Do orchestras really need conductors?
Do you perhaps think it’s necessary to have a conductor in charge of an orchestra? Well, think again, and consider how peculiar it is to have a person who does not play any instrument, or sing, or whistle, to be guiding people who blow their horns, or keep on bowing the strings of violins, cellos, and so on.
Let me take it from the very beginning and say that the orchestra, as we know it today, was born during the second half of the 18th century, and grew to be the size it is now only towards the end of the 19th. Before the 19th century, there was no real conductor. What I mean is that whoever was to some extent responsible for the ensemble enjoyed no special status. Quite often it was a member of the orchestra, the first violin for instance. He (and it always was a “he”) would take on the responsibility of making sure that instruments entered at the right moment and that the tempo was right. Sometimes it was the harpsichord player who took on the job. The harpsichord provided a kind of sonic “glue” if I can put it that way, between the strings and the wind instruments. Quite frequently the composer of the piece himself would be playing the harpsichord, and from that vantage point could keep an eye on the ensemble.
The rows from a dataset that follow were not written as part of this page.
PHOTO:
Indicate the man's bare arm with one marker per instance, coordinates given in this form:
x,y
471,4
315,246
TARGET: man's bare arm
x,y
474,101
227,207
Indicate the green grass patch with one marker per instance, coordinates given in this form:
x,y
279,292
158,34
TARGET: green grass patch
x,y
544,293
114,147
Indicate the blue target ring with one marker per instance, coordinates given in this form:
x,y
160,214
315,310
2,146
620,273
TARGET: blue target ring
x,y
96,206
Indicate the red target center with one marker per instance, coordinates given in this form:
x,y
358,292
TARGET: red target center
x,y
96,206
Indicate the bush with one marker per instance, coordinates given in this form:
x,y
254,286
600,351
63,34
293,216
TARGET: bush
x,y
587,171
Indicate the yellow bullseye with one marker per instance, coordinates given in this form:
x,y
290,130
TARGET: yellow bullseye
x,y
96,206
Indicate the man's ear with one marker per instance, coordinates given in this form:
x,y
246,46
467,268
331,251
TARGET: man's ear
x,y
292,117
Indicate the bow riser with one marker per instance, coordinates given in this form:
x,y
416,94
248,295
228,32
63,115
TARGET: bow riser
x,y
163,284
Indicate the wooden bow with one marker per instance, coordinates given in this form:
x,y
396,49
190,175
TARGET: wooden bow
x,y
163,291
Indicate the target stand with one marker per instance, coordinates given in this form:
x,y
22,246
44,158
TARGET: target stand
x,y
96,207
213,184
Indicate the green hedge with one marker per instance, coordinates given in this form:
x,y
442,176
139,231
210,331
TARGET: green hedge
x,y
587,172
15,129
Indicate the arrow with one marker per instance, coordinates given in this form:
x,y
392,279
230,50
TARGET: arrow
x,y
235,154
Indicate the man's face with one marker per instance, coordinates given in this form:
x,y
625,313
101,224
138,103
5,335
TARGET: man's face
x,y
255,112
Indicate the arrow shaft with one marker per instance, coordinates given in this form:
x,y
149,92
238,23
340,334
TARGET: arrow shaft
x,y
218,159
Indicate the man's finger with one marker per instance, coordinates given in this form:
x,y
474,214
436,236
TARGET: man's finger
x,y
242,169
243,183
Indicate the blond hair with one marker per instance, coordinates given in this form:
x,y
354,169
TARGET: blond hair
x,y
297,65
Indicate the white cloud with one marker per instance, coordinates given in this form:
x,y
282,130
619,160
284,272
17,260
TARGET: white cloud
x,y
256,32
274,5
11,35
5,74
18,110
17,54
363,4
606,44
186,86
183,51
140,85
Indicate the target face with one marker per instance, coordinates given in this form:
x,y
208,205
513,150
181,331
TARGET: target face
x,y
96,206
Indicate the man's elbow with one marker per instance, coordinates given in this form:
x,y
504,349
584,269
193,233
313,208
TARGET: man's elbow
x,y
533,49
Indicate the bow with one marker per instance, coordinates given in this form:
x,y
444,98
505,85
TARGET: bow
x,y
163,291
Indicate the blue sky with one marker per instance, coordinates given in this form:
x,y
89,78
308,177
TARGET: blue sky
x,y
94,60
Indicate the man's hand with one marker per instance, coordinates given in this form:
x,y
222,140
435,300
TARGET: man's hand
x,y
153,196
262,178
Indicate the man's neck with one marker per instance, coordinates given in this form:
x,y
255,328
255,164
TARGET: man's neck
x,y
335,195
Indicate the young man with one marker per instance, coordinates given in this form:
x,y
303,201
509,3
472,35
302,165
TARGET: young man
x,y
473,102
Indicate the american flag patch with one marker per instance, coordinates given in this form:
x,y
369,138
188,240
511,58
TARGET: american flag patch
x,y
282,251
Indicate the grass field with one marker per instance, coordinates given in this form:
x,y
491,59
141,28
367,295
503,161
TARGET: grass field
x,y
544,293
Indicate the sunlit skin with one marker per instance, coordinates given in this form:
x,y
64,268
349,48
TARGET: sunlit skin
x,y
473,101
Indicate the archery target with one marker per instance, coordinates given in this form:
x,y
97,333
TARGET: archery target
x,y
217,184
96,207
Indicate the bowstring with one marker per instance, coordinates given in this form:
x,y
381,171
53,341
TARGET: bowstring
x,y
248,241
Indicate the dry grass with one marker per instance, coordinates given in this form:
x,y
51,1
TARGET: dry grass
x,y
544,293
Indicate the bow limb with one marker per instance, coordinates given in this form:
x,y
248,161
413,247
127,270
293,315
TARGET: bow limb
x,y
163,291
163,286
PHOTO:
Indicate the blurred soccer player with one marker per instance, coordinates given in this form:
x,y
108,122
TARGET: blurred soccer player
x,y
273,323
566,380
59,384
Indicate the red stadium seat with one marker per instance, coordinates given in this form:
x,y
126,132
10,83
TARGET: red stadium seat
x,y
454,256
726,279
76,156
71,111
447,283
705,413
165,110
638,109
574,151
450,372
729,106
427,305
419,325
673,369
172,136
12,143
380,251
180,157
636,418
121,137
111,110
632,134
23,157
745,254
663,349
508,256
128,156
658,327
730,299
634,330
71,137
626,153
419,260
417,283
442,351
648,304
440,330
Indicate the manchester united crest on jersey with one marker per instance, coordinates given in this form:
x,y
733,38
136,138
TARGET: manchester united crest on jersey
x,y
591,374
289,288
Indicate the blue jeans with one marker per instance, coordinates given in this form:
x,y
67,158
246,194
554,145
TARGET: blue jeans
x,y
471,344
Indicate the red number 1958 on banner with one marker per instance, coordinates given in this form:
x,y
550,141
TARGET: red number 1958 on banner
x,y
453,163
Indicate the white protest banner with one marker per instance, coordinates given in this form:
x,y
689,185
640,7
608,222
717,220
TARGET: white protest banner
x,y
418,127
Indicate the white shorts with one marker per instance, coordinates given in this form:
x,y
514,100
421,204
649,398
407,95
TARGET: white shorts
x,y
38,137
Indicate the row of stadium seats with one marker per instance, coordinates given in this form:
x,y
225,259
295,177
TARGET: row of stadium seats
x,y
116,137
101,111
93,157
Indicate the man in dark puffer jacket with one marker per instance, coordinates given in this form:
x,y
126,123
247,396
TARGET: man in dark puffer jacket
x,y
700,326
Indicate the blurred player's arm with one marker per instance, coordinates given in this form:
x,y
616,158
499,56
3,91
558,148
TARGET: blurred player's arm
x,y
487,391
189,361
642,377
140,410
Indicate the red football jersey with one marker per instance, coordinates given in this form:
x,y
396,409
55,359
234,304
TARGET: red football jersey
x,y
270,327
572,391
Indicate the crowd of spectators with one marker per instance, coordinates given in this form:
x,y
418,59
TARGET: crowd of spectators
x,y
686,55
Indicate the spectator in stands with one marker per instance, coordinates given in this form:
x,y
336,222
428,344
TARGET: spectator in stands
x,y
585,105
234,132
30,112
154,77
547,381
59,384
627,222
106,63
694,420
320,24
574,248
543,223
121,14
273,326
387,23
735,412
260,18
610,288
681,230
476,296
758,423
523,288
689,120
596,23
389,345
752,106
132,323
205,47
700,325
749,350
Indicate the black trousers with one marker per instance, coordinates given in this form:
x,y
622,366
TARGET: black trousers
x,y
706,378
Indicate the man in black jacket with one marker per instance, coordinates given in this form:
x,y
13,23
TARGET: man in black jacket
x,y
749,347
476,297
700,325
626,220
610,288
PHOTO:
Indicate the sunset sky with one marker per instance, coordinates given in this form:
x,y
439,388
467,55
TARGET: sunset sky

Up to the end of the 18th century, everybody was happy with this arrangement. Consider, however, that in those days performing was not at all motivated, as it is today, by the desire to offer a cultural event in which masterpieces are impeccably presented, in a manner faithful to the supposed intentions of the composer. In other words, the concert was not given to honour the composer, but rather to please the public in any way possible, by giving it the experience of something never heard before. It was the composer’s task to produce music that would please the audience and would also please the performers! Because they were often amateurs who expected to enjoy what they had freely elected to do.
At the beginning of the 19th century, the harpsichord went rapidly out of fashion. The piano was becoming popular but was found unsuitable for replacing the harpsichord in the orchestra. Its sound was much too strong. Also, new compositional techniques meant that it was no longer necessary to have a connecting instrument playing softly in the middle of the texture. The novelty was that, increasingly often, the first violin would get up and stand in front of the other instruments and make gestures to guide the ensemble. Louis Spohr, for example, who was extremely famous at the beginning of the 19th century both as a composer and as a violinist, was in this sense one of the first modern conductors. But it would be quite wrong to imagine him as anything like an authoritarian demigod as Toscanini and Karajan were! Not at all. For the simple reason that most of the musicians playing in the orchestra were rich amateurs who were paying him. It was they who wanted to have a voice in deciding what to play, and to some extent how to play it.
Things began to change dramatically towards the middle of the 19th century when influential figures such as Robert Schumann, Franz Liszt and Richard Wagner gradually convinced the intellectual aristocracy that art should be respected almost in the manner of a religion and that artists should be put on a pedestal as the priests of such a religion. At this point, it began to make sense to perform music by composers long dead (and long decomposed), who came to be seen as the venerable saints of the new cult, while the conductor, the high priest in charge, assumed the heavy responsibility of ensuring that performances could rightly claim to be high art and were no longer mere entertainment.
It should be borne in mind that, as orchestras became increasingly professionalized and therefore very expensive, the conductor also had the practical responsibility of making sure the performance was prepared in a minimum amount of time, thereby limiting expenses as far as possible.
Is an orchestra with no conductor imaginable today? Well, in the former Soviet Union, in 1922, as part of the drive to create an egalitarian society, one such orchestra was created in Moscow. It was active for about six years. There was a problem, though, because each decision about tempo, dynamics, and so on had to be collectively arrived at. That takes time. To have an opinion, musicians had to be familiar not just with their part but with all the others too, and, in addition, to develop a sense of the overall effect they were aiming at. In the end, they proved they could do it, but the result certainly didn’t have the stamp of an individual personality, as when a conductor calls the shots. The public of those days much-preferred performances that expressed an individual vision, as does the public of today. It’s worth remembering, however, that this is the aesthetic climate we live in, which could change at any point in the future. Nobody knows what the public will be like fifty years from now. It may be the exact opposite of what pleases us today. We do not even know whether fifty years from now orchestras will still exist and, if they do, whether they will be playing Beethoven or Brahms, with or without a conductor. Perhaps the sound engineer will be the one in charge!
Of course, I’ll never find out – I’m too old. But young people alive today will. So, I’ll ask them all a favour: please, write me a letter, c/o Paradise (with a copy addressed to Hell as well, just in case), because I really would love to know how this question will be handled around 2070.